Dec 27, 2005 13:36
Well, its 1:45 on a tuesday and im sitting here with no makeup on updating. Pretty cool. Im bored, truth be told. Im a little aggrivated to be honest. I had some plans for today but they didnt go as planned so i guess im kinda stuck here until my doctors appt tonight.
Christmas was pretty interesting. I dont know what happened but this year i just wasnt in the christmas mood. It was cute to see my little cousins all giddy about the presents. One of my uncles dressed up like Santa, just like he did when my cousins and i were little, and it was nice to see the little ones react to that. Remember when christmas was just the greatest thing ever? What happened to that? I guess its just part of growing up. Katherine and i were still booted to the kiddy table when it came time for dinner though. Some things never change, i guess.
I feel like i hit rock bottom. Im soo blah right now and everything has been going so well. I got nice things for Christmas. Ive been busy with friends. I have a great boyfriend. So, how can i feel so shitty right now?

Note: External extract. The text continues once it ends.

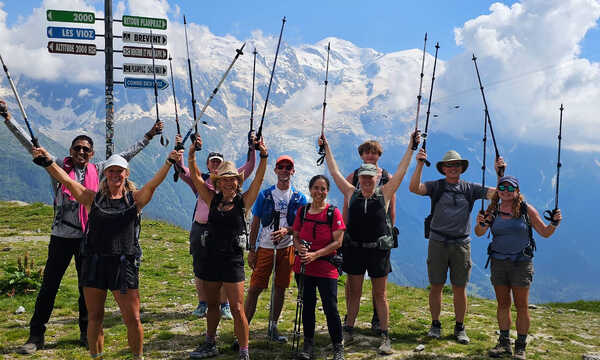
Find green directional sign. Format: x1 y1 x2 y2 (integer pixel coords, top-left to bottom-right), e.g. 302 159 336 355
46 10 96 24
123 15 167 30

Maybe you arent suppose to get what you want. Or a better way to put it is- Maybe you arent suppose to feel how you thought you would. Maybe youre just suppose to ride it all out and see where it takes you. I know none of this is making any sense to you but its all the truth in my head. Im just having a mini- breakdown in my head and this is my escape to vent it all out.
I gotta go...im not in a writing moood.